I have a history of tiny little offices in New York City apartments. My first office was a room that had once been a kitchen. It was about 5' X 7, partly tiled in white subway tiles (with an inset band of burgundy tiles) and had a north window facing the now tony Gretsch building's parking lot in Williamsburg. I loved this little office. The space felt like it concentrated my ideas and protected me from distractions. I wrote the script for and produced my feature film (How To Be Louise) in this office. There were some cabinets left over from the kitchen days for storage, and a thick piece of plywood served as a desk. The desk stretched from wall to wall (supported by file cabinets) and when I sat at it, my back to the window, daylight poured in over my shoulder.
After the kids were born, we moved four times in seven years and I was thinking more about diapers and getting a nap than about an office. In the third apartment, I had a desk in the bedroom. In the fourth apartment, I commandeered a hallway and wore ear plugs to block out the kids. This is still my office in New York City but now it has a fourth wall with a lockable door in it. It's a small office, about 6' X 9' and I love it. There's room for the camcorder and a couple of hard drives, but the paper I've accumulated, God help me, the reams and reams of paper, there's no way it can all fit in this office. There are files in the basement, files in my bureau, in the linen closet and every other closet and bookshelf in the house - trying to keep track of it all is a full-time job.

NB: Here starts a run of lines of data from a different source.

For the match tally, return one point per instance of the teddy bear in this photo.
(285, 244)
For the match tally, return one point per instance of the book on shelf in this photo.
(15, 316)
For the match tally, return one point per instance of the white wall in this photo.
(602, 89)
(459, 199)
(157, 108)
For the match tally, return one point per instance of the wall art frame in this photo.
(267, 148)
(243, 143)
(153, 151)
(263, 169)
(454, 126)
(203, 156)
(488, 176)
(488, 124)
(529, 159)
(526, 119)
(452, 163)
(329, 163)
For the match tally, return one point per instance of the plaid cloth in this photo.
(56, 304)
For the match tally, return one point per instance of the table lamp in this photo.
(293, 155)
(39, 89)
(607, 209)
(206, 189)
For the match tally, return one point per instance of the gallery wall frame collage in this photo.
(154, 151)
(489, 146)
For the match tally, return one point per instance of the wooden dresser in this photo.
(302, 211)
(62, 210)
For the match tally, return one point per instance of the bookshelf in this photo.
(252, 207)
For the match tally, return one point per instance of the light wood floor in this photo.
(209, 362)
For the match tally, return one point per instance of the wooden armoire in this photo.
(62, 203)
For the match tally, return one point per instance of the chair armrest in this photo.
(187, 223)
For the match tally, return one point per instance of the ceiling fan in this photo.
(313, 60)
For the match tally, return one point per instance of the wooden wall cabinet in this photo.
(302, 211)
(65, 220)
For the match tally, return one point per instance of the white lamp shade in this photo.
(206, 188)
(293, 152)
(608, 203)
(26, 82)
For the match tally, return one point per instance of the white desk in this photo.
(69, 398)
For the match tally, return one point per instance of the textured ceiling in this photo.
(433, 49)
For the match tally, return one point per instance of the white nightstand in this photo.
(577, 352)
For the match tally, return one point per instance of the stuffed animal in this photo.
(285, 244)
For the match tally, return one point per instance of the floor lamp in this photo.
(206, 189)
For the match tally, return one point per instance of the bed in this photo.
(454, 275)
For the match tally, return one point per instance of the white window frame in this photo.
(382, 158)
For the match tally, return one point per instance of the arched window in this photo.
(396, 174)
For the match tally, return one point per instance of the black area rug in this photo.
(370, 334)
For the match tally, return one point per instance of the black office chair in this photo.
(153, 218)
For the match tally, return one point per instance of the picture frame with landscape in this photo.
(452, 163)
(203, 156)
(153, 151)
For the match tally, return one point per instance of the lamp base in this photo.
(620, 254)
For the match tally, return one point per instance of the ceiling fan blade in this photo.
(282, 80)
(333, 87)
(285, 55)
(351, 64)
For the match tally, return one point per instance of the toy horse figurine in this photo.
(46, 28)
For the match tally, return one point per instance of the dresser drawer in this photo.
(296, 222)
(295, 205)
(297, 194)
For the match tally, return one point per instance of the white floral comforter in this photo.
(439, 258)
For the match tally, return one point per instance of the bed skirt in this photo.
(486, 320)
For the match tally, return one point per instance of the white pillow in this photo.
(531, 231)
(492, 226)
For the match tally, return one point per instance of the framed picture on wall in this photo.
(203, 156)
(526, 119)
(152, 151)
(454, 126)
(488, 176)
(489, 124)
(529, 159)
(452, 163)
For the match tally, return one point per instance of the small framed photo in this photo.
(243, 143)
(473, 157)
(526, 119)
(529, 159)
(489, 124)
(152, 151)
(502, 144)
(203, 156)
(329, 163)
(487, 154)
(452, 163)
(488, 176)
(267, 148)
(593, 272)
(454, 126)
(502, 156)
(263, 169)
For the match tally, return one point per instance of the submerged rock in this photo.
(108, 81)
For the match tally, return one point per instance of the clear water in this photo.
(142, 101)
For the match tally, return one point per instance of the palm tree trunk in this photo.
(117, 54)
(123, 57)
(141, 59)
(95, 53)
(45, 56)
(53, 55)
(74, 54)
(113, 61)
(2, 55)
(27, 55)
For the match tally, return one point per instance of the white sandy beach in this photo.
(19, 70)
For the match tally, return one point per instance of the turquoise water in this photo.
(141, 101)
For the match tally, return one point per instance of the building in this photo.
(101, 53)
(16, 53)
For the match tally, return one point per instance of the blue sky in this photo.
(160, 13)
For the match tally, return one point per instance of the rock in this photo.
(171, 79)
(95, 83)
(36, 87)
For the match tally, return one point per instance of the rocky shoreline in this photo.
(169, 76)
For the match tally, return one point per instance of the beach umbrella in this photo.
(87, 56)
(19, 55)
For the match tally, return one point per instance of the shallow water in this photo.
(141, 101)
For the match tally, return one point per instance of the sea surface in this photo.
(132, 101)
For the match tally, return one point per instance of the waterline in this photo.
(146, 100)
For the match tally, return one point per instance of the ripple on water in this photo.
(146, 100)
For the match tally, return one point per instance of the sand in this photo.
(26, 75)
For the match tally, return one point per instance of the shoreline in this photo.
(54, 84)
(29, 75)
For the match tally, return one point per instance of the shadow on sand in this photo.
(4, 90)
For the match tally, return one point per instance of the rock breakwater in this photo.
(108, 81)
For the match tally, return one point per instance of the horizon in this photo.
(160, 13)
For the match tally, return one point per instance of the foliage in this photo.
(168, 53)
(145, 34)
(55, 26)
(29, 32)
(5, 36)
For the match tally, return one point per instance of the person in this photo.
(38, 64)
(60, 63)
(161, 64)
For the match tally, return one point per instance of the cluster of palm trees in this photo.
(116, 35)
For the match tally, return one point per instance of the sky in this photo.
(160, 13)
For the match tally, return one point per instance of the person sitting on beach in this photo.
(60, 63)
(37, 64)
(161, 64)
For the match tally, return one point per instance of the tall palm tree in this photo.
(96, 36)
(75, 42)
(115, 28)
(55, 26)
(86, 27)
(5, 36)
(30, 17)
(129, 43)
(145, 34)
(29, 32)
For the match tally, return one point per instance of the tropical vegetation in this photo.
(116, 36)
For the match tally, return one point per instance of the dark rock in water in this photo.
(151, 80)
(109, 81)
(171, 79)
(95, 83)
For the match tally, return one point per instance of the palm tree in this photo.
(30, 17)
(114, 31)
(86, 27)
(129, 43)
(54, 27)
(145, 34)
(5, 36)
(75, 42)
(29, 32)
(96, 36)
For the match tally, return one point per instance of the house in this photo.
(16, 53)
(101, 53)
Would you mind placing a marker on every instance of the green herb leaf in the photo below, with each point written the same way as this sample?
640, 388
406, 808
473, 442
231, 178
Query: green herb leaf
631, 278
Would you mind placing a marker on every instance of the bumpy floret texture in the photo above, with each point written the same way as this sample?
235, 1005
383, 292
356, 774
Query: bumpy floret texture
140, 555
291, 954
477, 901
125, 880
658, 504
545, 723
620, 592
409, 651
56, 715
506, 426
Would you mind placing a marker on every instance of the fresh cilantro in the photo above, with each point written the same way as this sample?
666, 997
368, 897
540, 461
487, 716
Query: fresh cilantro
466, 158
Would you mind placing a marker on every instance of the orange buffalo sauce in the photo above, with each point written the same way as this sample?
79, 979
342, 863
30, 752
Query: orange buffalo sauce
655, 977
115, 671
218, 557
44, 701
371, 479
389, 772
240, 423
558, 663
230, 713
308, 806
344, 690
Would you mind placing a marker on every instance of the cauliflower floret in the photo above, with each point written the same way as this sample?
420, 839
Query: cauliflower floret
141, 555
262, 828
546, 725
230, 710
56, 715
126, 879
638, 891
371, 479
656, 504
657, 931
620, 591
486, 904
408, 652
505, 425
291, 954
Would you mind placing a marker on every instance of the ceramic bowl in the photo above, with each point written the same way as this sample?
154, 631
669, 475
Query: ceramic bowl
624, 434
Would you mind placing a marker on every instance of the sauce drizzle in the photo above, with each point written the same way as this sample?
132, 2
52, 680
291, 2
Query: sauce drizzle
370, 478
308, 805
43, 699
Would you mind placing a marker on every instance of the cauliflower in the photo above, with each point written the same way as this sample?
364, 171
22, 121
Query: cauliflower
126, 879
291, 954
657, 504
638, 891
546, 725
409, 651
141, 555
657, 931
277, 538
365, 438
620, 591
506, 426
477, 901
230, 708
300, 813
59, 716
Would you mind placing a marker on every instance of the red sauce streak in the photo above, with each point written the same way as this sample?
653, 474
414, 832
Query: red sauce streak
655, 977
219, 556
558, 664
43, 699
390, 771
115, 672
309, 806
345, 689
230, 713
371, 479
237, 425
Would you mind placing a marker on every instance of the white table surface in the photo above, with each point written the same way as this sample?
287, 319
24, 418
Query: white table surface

Upstate, I'm back to a desk in the corner of the bedroom and a bookshelf filled with, yup, papers. But I've had an eye on one of the sheds.
Maybe you saw the picture of me pick-axing a dirt floor last week? Tonight that dirt is all smoothed out, covered with a layer of crushed stone and ... paved in cement tiles. This shed is about to be my first-ever, free-standing 'office and studio'!
Last Fall, trying to justify to myself that I wanted this entire shed, including the lean-to section in the back, all for my own, I explained to Mr. Green that the lean-to part could be my office (as I like small spaces to concentrate my thoughts). The other part, which is twice the size and with a higher ceiling, could be where actors and I could sit around a big table and have table readings before we shoot. (And hey, it could even be a place to shoot.) Mr. Green said something like: "Oh. A conference room. You need an office and a conference room." So now my shed has been dubbed my Office and Conference Room. It sounds so corporate that it makes me laugh out loud but, in fact, tonight I'm not laughing. I'm completely in awe.
We finished the floor tonight. I went in, closed the doors and said in a voice so low that even if someone else was there, they couldn't have heard me: "This is my office. This is my studio."
But I'll tell you, I wasn't feeling AT ALL like I 'owned this room'. I felt more like when I first meet an intimidating person or a very powerful and large animal or when I walk into a building or a room that takes my breath away.
While we were fixing it up, I went through spells of worrying that it was too big, that it would overwhelm me, that I'd feel ridiculous, that I don't deserve it and, the topper, that because of it, I'll never do anything again... Tonight I can't wait for tomorrow so I can go vacuum it, wash the windows and move my stuff in.